The Oracle database firewall will be the point to which your application server will connect to like it is a normal database. The Oracle database firewall will check the statements it receive for a specific database against a whitelist of statements and if approved act as a "proxy" towards the database. This is shown in the below image from Oracle.

Now we have in place firewalls on the hosts protecting the hosts with IPtables. we also have firewalls in between the network segments and have separated the different network segments. We have also deployed a Oracle database firewall to ensure that not only the network traffic is controlled we have also ensured that the statements that are send to the database are valid and do not contain any statements that could be used to exploit the database.

As a last line of defence we use a technique that is less known even by most Oracle DBA's. We limit the hosts that can connect to the database on the database itself. In case someone is able to circumvent all firewalls and bypass the Oracle database firewall we have an option to state in the database instance itself which hosts can connect. A sort of whitelist of hosts, a sidenode to this is that you will have to add for example your application servers on this list and the Oracle database firewall. If someone gains access to a shell on those servers and starts a SQL session from this server it is considered valid. However it will hold back all the SQL sessions from IP's that are not in the whitelist.

To enable this valid node checking function you have to add some information to your $TNS_ADMIN/sqlnet.ora configuration. You have to change (add) the following to the file:

tcp.validnode_checking = YES
tcp.invited_nodes = ( X.X.X.X, hostname, ... )

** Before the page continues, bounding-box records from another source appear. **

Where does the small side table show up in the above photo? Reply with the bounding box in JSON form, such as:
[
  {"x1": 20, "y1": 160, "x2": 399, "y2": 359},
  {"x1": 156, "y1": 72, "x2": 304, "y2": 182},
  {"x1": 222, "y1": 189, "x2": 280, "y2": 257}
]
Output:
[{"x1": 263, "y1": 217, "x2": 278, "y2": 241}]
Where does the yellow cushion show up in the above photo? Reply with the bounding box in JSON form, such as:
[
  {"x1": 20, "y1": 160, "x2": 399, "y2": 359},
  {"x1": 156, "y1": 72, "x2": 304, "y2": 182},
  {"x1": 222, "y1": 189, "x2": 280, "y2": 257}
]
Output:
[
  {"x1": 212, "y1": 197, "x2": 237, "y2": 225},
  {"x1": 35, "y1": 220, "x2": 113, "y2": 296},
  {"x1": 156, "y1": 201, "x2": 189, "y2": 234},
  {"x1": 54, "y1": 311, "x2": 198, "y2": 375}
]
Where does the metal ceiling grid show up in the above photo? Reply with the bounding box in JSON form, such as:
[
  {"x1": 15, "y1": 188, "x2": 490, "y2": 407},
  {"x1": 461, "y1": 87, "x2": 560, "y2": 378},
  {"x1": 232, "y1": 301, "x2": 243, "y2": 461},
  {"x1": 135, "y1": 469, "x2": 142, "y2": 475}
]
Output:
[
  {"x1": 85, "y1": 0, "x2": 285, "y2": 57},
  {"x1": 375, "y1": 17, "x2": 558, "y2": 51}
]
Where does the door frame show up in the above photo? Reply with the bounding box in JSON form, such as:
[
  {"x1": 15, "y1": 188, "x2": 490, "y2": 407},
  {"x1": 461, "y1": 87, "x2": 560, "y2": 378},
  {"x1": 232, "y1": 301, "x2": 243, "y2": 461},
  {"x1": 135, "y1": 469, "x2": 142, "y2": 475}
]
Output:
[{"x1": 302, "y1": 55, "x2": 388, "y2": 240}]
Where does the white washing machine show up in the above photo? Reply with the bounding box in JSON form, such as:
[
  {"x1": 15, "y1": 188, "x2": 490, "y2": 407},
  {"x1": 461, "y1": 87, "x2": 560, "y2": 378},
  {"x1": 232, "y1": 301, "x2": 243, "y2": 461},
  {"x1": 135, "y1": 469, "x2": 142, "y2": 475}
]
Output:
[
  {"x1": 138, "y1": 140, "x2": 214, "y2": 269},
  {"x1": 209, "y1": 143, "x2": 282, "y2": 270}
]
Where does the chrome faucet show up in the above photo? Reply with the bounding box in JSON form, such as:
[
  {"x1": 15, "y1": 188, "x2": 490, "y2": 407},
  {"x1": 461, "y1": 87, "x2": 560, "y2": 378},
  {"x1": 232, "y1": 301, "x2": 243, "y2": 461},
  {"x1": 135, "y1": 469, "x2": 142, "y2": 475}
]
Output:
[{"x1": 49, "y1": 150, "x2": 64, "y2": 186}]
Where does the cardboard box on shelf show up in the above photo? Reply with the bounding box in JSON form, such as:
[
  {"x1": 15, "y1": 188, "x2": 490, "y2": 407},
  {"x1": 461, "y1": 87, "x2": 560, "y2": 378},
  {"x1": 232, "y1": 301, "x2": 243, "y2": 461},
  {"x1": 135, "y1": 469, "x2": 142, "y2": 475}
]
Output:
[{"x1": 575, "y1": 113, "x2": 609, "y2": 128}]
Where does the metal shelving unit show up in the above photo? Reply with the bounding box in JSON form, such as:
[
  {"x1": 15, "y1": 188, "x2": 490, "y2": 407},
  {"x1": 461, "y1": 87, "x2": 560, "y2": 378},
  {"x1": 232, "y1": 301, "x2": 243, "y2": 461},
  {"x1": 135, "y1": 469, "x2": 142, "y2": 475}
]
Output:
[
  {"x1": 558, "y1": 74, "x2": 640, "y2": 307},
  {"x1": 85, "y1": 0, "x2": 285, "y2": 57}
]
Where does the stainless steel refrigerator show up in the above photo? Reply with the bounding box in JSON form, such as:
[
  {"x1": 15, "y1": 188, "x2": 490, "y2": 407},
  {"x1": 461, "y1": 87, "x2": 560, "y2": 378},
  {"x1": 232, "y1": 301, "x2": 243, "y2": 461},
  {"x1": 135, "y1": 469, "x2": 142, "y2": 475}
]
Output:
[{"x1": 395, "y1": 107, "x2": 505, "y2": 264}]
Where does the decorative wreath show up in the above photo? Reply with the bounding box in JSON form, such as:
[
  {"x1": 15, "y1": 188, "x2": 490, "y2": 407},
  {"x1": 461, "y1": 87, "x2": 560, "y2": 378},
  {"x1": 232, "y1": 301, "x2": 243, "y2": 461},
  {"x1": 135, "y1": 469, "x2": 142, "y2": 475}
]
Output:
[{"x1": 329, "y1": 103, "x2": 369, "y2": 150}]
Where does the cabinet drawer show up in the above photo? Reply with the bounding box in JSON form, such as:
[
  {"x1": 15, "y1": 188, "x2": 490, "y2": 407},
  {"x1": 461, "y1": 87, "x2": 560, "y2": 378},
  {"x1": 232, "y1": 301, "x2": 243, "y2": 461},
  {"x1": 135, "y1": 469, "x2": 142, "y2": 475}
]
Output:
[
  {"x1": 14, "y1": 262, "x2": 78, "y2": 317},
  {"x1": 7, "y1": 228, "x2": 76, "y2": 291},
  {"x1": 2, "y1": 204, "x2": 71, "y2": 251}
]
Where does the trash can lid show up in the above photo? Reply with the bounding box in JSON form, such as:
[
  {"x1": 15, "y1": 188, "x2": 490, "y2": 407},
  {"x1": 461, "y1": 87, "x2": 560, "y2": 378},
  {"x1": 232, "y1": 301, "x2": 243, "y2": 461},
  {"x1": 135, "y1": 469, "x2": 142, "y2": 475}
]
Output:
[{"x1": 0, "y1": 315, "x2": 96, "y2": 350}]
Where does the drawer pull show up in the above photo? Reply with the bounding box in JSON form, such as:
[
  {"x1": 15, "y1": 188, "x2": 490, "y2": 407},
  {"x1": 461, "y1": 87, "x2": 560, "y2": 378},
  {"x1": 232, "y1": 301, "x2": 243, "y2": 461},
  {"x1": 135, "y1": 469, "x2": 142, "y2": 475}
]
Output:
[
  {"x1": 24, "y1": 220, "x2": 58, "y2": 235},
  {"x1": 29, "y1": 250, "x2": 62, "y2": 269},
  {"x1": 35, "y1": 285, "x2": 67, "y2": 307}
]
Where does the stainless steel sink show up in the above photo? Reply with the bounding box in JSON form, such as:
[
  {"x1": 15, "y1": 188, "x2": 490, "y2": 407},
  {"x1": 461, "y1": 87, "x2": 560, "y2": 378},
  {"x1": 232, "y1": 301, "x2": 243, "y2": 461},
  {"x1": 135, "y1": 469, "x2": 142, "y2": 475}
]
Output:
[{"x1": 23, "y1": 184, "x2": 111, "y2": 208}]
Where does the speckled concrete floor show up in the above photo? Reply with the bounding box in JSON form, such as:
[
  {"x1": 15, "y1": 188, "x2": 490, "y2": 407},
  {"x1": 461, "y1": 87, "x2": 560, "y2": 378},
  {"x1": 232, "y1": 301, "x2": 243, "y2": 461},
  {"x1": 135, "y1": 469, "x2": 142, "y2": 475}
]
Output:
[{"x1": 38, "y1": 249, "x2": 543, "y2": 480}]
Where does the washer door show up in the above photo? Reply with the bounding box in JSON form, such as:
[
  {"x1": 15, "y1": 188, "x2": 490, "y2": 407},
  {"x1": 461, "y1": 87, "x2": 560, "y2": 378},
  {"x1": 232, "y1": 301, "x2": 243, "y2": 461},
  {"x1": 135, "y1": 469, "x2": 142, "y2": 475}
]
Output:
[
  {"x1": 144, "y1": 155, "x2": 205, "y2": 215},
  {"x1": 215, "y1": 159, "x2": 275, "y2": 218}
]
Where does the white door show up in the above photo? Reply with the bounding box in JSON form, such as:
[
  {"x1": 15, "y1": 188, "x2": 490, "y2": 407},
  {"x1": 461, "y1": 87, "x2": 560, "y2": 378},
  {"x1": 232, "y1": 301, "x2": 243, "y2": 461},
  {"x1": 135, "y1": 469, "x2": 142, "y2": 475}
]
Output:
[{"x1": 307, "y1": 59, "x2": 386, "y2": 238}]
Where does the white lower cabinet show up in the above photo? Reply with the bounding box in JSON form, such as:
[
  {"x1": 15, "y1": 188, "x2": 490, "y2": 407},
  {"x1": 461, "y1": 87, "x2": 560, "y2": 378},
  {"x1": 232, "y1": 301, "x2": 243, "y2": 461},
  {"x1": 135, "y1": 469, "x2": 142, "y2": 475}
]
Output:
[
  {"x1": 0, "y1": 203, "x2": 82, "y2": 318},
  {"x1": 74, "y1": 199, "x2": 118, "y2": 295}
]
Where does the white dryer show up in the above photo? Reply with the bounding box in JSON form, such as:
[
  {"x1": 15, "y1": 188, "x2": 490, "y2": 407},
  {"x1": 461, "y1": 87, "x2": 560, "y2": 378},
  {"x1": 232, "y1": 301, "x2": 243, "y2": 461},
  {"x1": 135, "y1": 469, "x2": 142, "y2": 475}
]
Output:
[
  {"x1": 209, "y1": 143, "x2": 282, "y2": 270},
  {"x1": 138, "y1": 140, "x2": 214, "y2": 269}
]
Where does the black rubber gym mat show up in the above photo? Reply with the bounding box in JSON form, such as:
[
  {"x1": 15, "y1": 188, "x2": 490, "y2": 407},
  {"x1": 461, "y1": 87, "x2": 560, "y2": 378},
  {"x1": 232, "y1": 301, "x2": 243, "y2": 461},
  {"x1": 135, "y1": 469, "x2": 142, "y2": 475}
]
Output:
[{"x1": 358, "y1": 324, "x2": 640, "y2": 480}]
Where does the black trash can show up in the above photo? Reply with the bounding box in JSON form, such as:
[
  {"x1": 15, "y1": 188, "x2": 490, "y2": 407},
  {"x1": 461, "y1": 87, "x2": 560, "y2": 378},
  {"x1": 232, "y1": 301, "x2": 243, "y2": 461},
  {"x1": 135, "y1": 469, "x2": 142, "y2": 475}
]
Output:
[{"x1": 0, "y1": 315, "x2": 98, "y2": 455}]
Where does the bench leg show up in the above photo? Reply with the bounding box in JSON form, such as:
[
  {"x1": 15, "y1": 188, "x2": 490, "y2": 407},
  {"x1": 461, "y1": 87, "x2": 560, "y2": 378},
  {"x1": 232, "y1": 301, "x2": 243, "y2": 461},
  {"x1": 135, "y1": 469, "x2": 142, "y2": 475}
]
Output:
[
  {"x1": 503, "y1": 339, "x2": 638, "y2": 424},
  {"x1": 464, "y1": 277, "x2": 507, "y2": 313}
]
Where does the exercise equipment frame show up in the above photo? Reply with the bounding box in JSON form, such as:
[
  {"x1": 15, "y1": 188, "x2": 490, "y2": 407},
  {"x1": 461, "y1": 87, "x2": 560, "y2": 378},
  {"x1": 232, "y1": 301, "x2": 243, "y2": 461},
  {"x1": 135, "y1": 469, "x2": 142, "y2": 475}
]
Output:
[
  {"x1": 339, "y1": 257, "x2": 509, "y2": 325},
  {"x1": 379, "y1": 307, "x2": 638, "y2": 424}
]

Do note that if you do not add the IP's or hostnames of the machines your DBA is using they will also be unable to connect to the system. Adding the tcp.validnode_checking option to YES is in the security best practices of Oracle and should (in my opinion) be done always unless you have a very valid point to not do this.

A good thing to note is that if you use tcp.validnode_checking in an Oracle eBS setup this is supported by the autoconfig functionality. AutoConfig supports automated configuration of this setting. If the profile option “SQLNet Access” (FND_SQLNET_ACCESS) is set to “ALLOW_RESTRICTED” at the Site level when AutoConfig is run on the database server, AutoConfig will add IP restrictions to sqlnet.ora. The list of host will be all those from the FND_NODES table that are registered as an EBS node.